NPR has a story this morning talking about Facebook’s facial recognition tools and the potential risk to our privacy that comes along with it.
One of the things I like about this story is the explanation of modeling, and how without a model, facial scanning doesn’t really work. It’s comparable to the conversations I’ve had about using eDiscovery software to do Optical Character Recognition. Typically, when I explain that running OCR on handwriting is not really going to be useful. People want to know why, when they “write” on their tablet device, it can translate that into text, but OCR software cannot. It’s because you’ve already modeled what your individual handwriting looks like for the tablet device. It is not trying to identify some random person’s handwriting. If I can, I’ll also drive home that point by picking up their tablet device and show them how terribly it recognizes my handwriting, because that’s not the model it is comparing from.

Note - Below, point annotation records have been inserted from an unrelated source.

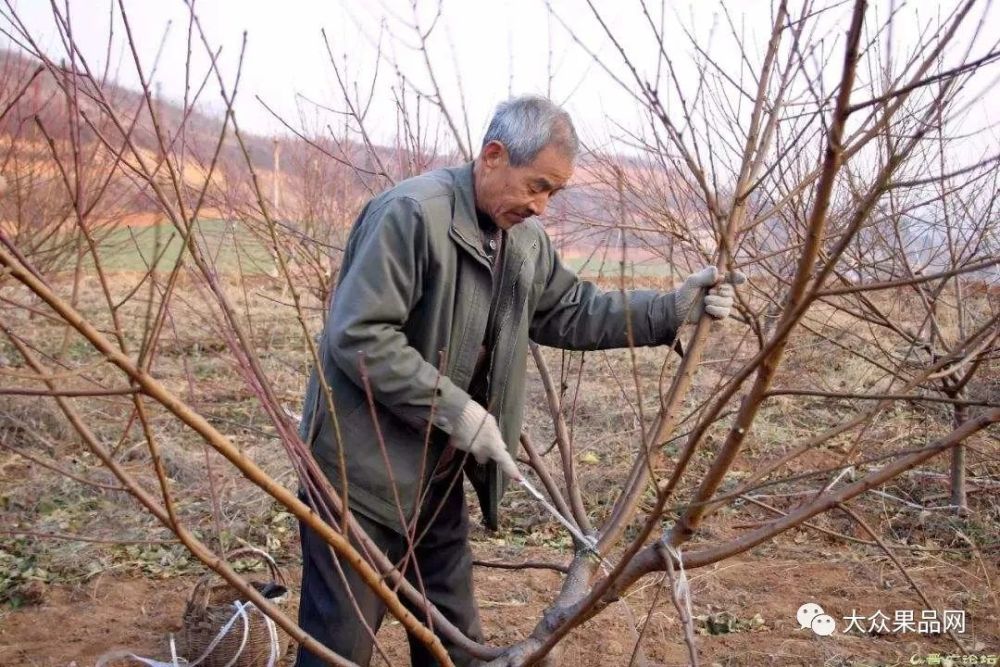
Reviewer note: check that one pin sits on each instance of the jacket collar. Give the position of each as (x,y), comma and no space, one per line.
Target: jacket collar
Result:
(465,228)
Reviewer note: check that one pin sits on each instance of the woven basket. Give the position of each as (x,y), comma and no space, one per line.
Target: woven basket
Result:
(212,607)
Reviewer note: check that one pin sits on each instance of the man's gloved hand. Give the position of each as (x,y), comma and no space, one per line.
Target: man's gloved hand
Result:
(702,293)
(476,431)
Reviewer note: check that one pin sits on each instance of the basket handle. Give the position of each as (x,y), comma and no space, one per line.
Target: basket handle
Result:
(276,572)
(200,593)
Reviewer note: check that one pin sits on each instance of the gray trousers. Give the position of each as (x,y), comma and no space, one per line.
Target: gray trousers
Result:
(443,560)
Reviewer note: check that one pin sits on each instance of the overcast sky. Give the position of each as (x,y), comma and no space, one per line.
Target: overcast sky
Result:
(493,47)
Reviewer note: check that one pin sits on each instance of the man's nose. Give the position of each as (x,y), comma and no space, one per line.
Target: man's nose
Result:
(537,204)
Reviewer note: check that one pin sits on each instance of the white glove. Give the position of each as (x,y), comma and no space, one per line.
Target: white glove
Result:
(476,432)
(691,299)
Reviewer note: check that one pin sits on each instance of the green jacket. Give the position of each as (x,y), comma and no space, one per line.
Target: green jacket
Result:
(413,296)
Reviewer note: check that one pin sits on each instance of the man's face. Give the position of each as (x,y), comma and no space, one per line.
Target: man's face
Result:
(510,195)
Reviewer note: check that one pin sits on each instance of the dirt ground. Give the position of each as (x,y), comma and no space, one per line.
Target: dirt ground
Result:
(77,625)
(65,602)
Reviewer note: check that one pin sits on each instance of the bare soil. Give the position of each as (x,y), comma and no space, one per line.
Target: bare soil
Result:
(77,625)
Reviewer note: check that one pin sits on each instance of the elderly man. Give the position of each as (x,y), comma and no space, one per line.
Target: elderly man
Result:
(445,278)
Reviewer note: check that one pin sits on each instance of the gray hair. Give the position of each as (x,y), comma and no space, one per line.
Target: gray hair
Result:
(527,124)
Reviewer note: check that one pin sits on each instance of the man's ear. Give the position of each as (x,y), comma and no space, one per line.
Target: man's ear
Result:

Facial recognition, as of right now, works very similarly. It’s great when you know who you are looking for, but horrible at identifying a random person, because we don’t have a full model of photos for that person for the software to compare. But, along comes Facebook with their photo tagging feature, and suddenly, is there the possibility of getting a model based on a large number of different photos from your FB profile, to be shared with law enforcement? Yes, there is that possibility. But, if I were in law enforcement, while I might be interested in having access to FB’s photo modeling, I’d also have to be somewhat wary of using it. It relies on Facebook users to actually tag photos of the actual people in the photo, or someone to go through that multitude of photos to correct for all of those cases where people have posted a picture of a baby, and tagged the parents, or of a pet, and tagged the owner, and so on and so on. Of course, we know those things happen, so the risk here is not so much that law enforcement would use FB photos and compare them to surveillance video in order to capture wrongdoers. The real risk is the chance that the inaccurate models will cause mistaken identifications, and lead to harassment and investigation into completely innocent people.
That’s also the risk of all government surveillance programs. When the NSA gathers as much data as Edward Snowden claims that they have, the risk is not that they are reading your emails. It’s almost impossible to imagine that someone is sitting and looking at the billions of messages and phone records they are collecting. No, it’s the collection and storage of that data, because if and when you are identified as a suspect, based on some random algorithm based on the “big data” collection they have, they will now have all of that information and start drawing conclusions based on things you’ve said in emails, or who you’ve talked to on the phone. They’ll start investigating the people you communicate with, talking to the people you work with, and so on.
When you have that much data it’s useless until you know what you’re looking for, (If you work with eDiscovery, you know this fact well), but once you know what you’re looking for, it’s easy to find data that conforms to your theory if you have enough of it, even if your theory is completely wrong.
When you are actually innocent, that kind of investigation doesn’t go away in terms of how people think about you. False accusations ruin lives. With that much data about you living in one place, the potential for this to happen to you, rises.
In the end, I’m not worried about Facebook recognizing my face, because if it gets it wrong, it’s mostly just funny and correctable. But I am definitely concerned about the government using that same technology, because when they get it wrong, I can’t correct it, and it is most definitely not funny.